Key Words: altitude • cold tolerance • ecological wood anatomy • elevation • Metrosideros • Myrtaceae • xylem vessel diameter
An active area of ecophysiological investigation is the relationship between xylem conduit size and long-distance water transport. Conduit diameter affects flow resistance, flux rate, susceptibility to cavitation, and cavitation repair in both tracheids and vessels (Hacke et al., 2005
). A body of physiological and experimental literature now supports the view that wider conduits increase the probability of conduit cavitation caused by low xylem water potential or freezing, most likely due to pit membrane features or ice crystal formation within the conduit, respectively (Davis et al., 1999
; Hacke and Sperry, 2001
; Martínez-Vilalta and Pockman, 2002
; Pitterman and Sperry, 2003; Cavender-Bares, 2005
; Hacke et al., 2005
). In general, species native to colder habitats had narrower xylem conduits that those from warmer habitats.

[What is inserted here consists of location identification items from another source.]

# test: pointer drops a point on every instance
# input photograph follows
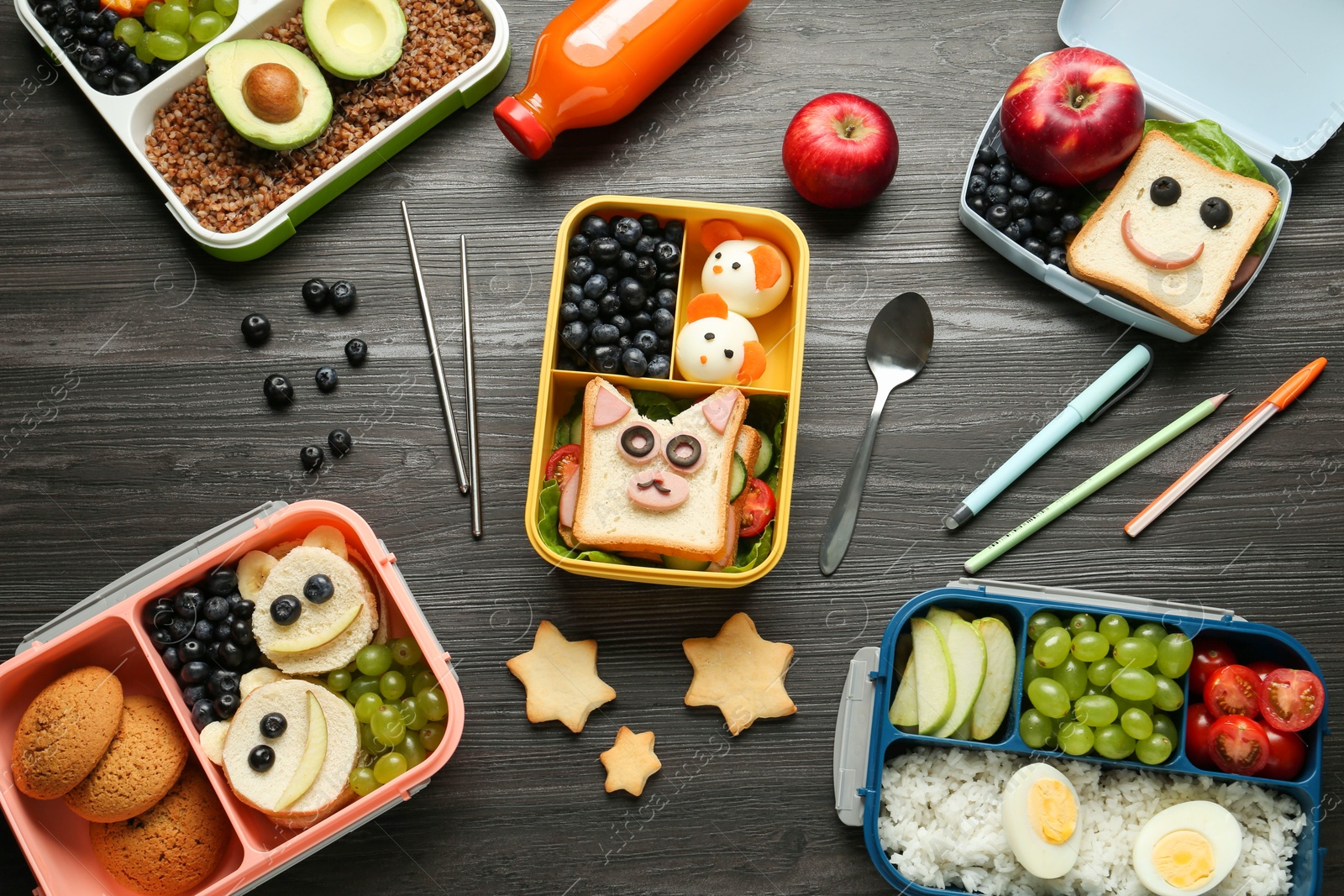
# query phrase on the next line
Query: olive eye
(1164, 191)
(1215, 212)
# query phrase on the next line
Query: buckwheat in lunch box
(107, 631)
(866, 741)
(1269, 74)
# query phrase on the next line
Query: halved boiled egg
(1187, 849)
(1041, 815)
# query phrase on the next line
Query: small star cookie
(741, 673)
(561, 679)
(631, 762)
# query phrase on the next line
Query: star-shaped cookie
(631, 762)
(741, 673)
(561, 679)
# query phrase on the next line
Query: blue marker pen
(1090, 403)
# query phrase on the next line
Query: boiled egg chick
(1187, 849)
(1041, 815)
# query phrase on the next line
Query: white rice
(940, 824)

In parallel to these physiological and experimental findings, comparative wood anatomists found that some variable anatomical characters can be correlated to the local environment of the species (e.g., temperature, soil moisture) or its biogeographic range (e.g., latitude, elevation) as reviewed by Carlquist (1975)
, Baas et al. (1983)
, and more recently Anguilar-Rodríguez et al. (2006)
. Because the earlier broad surveys used wood collections (xylaria), they could only relate wood anatomy to the limited habitat and location information recorded for each specimen (these limitations were stressed by Carlquist [2001]
). Van der Graaff and Baas (1974)
surveyed 52 species in 17 genera and suggested that, among other wood features, average vessel diameter and vessel member length tended to decrease with increasing latitude of the natural range of a species. However, when they examined multiple specimens of six species collected over a range of elevations, no relationship between vessel diameter and elevation was found. Other studies focused on a genus with species growing in different habitats. Noshiro and Baas (2000)
found that vessel diameters in two of three species of Cornus were negatively correlated with altitude (wood samples from higher elevations had narrower vessels). Among 31 species of Symplocos, there was a similar but weaker negative correlation between a specimen's altitude and its vessel diameter (van den Oever et al., 1981
). The relationship between vessel diameter and elevation in these multiple species surveys was not definitive.
To reduce the effects of phylogenetic variability (both intergeneric and interspecific), investigators have examined variation in wood anatomy in a single species growing over a range of habitats. Metrosideros polymorpha Gaud. (Myrtaceae), growing at many sites in Hawaii, was examined by Sastrapradja and Lamoureux (1969)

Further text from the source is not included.